Following retrieval of the boat’s anchor, but with the loss of 220 feet of its chain, they purchased a like length of nylon line and her husband “wove” it to the chain! NO! To attach a line (rope) to a chain is to “rove” it, not ‘weave” it. At 95.
She claims that they were novice sailors, thereby enhancing her wonder at the discovery of the new experience, but revealed that husband Jeff had grown up sailing and crewed on several Bermuda races.
She referred several times to the Cruising Guide they used, but then claimed that they were “surprised” to learn that they would not have cell phone service along much of the northern stretch. Really?
She described Heron as a cutter, which is a boat characterized by a staysail and the book includes the boat’s photo and it has no staysail!

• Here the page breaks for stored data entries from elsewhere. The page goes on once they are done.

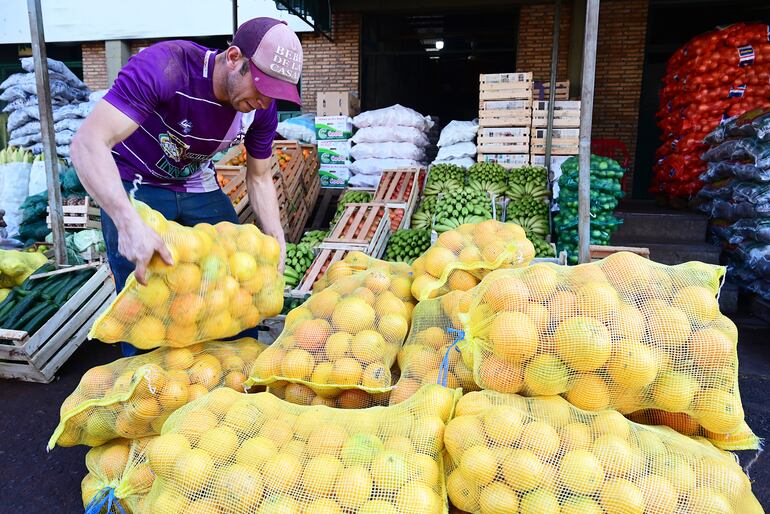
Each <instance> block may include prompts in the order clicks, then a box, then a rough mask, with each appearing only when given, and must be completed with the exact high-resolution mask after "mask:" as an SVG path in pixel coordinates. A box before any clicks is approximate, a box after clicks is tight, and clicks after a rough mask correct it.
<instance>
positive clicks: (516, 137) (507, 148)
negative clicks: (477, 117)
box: [476, 127, 530, 154]
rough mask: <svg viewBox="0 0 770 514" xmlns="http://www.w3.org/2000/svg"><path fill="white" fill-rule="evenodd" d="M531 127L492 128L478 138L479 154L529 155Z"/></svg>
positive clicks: (491, 127) (478, 132)
mask: <svg viewBox="0 0 770 514" xmlns="http://www.w3.org/2000/svg"><path fill="white" fill-rule="evenodd" d="M529 137H530V136H529V127H490V128H481V129H479V132H478V135H477V136H476V141H477V148H478V152H479V153H498V154H499V153H515V154H525V153H529Z"/></svg>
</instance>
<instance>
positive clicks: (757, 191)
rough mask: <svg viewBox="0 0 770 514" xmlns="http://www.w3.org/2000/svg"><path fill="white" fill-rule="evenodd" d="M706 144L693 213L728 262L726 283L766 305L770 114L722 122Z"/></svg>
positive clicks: (768, 109) (767, 296)
mask: <svg viewBox="0 0 770 514" xmlns="http://www.w3.org/2000/svg"><path fill="white" fill-rule="evenodd" d="M706 142H707V143H709V144H710V145H711V148H710V149H709V150H707V151H706V152H705V153H704V154H703V160H704V161H706V163H707V166H708V167H707V169H706V171H705V172H704V173H703V174H702V175H701V180H703V181H704V182H705V183H706V185H705V186H704V187H703V189H701V190H700V192H699V193H698V196H697V198H696V205H697V208H698V209H699V210H701V211H702V212H705V213H706V214H708V215H709V217H710V218H711V222H710V232H711V235H712V237H713V238H714V242H715V243H717V244H719V245H720V246H724V248H725V250H726V253H727V255H728V256H729V261H730V265H729V268H728V270H729V271H728V276H729V277H730V279H731V280H735V281H737V282H738V283H739V284H740V285H742V286H744V287H746V288H747V289H749V290H750V291H753V292H755V293H757V294H759V295H761V296H762V297H764V298H766V299H769V300H770V264H768V263H770V109H755V110H753V111H749V112H747V113H745V114H744V115H742V116H738V117H736V118H732V119H730V120H728V121H727V122H726V123H724V124H723V125H721V126H720V127H718V128H717V129H716V130H715V131H714V132H712V133H711V134H709V136H708V137H707V138H706Z"/></svg>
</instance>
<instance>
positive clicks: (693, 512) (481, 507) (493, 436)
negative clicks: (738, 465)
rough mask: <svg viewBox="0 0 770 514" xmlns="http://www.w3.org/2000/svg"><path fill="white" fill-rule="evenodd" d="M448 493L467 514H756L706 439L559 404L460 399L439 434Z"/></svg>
mask: <svg viewBox="0 0 770 514" xmlns="http://www.w3.org/2000/svg"><path fill="white" fill-rule="evenodd" d="M444 445H445V447H446V451H447V457H448V458H447V466H446V470H447V485H446V486H447V492H448V494H449V499H450V500H451V501H452V503H453V504H454V505H455V506H456V507H458V508H460V509H462V510H464V511H467V512H472V513H481V514H488V513H502V512H512V513H519V514H559V513H597V514H601V513H602V512H606V513H623V514H643V513H646V514H670V513H673V512H677V513H682V514H704V513H706V512H709V513H725V514H726V513H735V514H737V513H741V514H752V513H761V512H763V511H762V507H761V506H760V505H759V502H758V501H757V499H756V498H755V497H754V495H753V494H752V492H751V483H750V482H749V479H748V477H746V475H745V474H744V473H743V471H742V470H741V468H740V466H738V464H737V462H736V460H735V458H734V457H733V456H732V455H731V454H729V453H727V452H723V451H722V450H719V449H717V448H715V447H714V446H712V445H711V444H709V443H708V441H706V440H705V439H702V440H694V439H690V438H688V437H685V436H683V435H681V434H678V433H676V432H675V431H673V430H671V429H669V428H667V427H647V426H644V425H638V424H636V423H633V422H631V421H629V420H627V419H625V418H624V417H623V416H622V415H621V414H619V413H618V412H615V411H609V410H605V411H601V412H587V411H583V410H581V409H578V408H575V407H573V406H572V405H570V404H569V403H568V402H567V401H565V400H564V399H562V398H561V397H558V396H551V397H542V398H523V397H520V396H517V395H512V394H504V393H498V392H495V391H481V392H474V393H470V394H468V395H465V396H463V398H462V399H461V400H460V402H459V403H458V405H457V417H455V418H454V419H453V420H452V421H450V422H449V424H448V425H447V427H446V431H445V434H444Z"/></svg>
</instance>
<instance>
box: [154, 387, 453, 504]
mask: <svg viewBox="0 0 770 514" xmlns="http://www.w3.org/2000/svg"><path fill="white" fill-rule="evenodd" d="M456 395H459V391H454V390H451V389H447V388H444V387H441V386H436V385H434V386H426V387H425V388H424V389H423V390H421V391H419V392H418V393H417V394H416V395H414V396H413V397H412V398H410V399H409V400H408V401H406V402H403V403H401V404H399V405H396V406H392V407H372V408H370V409H362V410H340V409H332V408H329V407H326V406H323V405H316V406H310V407H307V406H300V405H293V404H290V403H287V402H285V401H283V400H280V399H279V398H277V397H275V396H273V395H272V394H270V393H258V394H240V393H236V392H234V391H232V390H229V389H218V390H216V391H213V392H212V393H210V394H208V395H206V396H205V397H203V398H200V399H198V400H197V401H195V402H194V403H191V404H189V405H187V406H186V407H183V408H182V409H180V410H178V411H177V412H175V413H174V414H173V415H172V416H171V417H170V418H169V419H168V421H167V422H166V424H165V425H164V426H163V434H162V435H161V436H160V437H158V438H157V439H156V440H155V441H153V444H152V445H150V447H149V449H148V458H149V462H150V468H151V469H152V471H153V473H154V474H155V476H156V479H155V483H154V484H153V487H152V491H151V492H150V495H149V496H148V498H147V504H146V505H147V508H148V512H150V513H156V512H157V513H163V514H176V513H180V514H181V513H185V514H187V513H189V512H223V513H224V512H239V513H272V512H286V513H342V512H349V513H354V512H355V513H358V514H387V513H400V514H432V513H441V512H446V510H447V505H446V490H445V488H444V480H443V469H442V465H443V462H442V458H441V452H442V450H443V441H442V434H443V432H444V427H445V423H446V422H447V421H448V420H449V419H450V417H451V415H452V410H453V408H454V403H455V400H456Z"/></svg>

She claimed she did not know how to put the boat into reverse gear, but they had been sailing from off a dock near Seattle all the prior summer. At 63.
IV. Conclusion
She introduced two non sailing sub-themes that involved significant small parts of the book. These were quests to see things unique to the area near their destination. First, her quest to see a rare Kermode or Spirit Bear (a white or honey colored Black Bear) had been a goal of the voyage from the beginning. Later, her husband added a quest to visit an unmapped, ancient, semi decayed, Native American tribal log meeting house. I will not reveal whether or not either or both of those goals were achieved. Suspense was built about these quests.
Altogether, I did not enjoy the book, though in checking the reader reviews at
Amazon, it got very high marks. So mine is the dissenting view.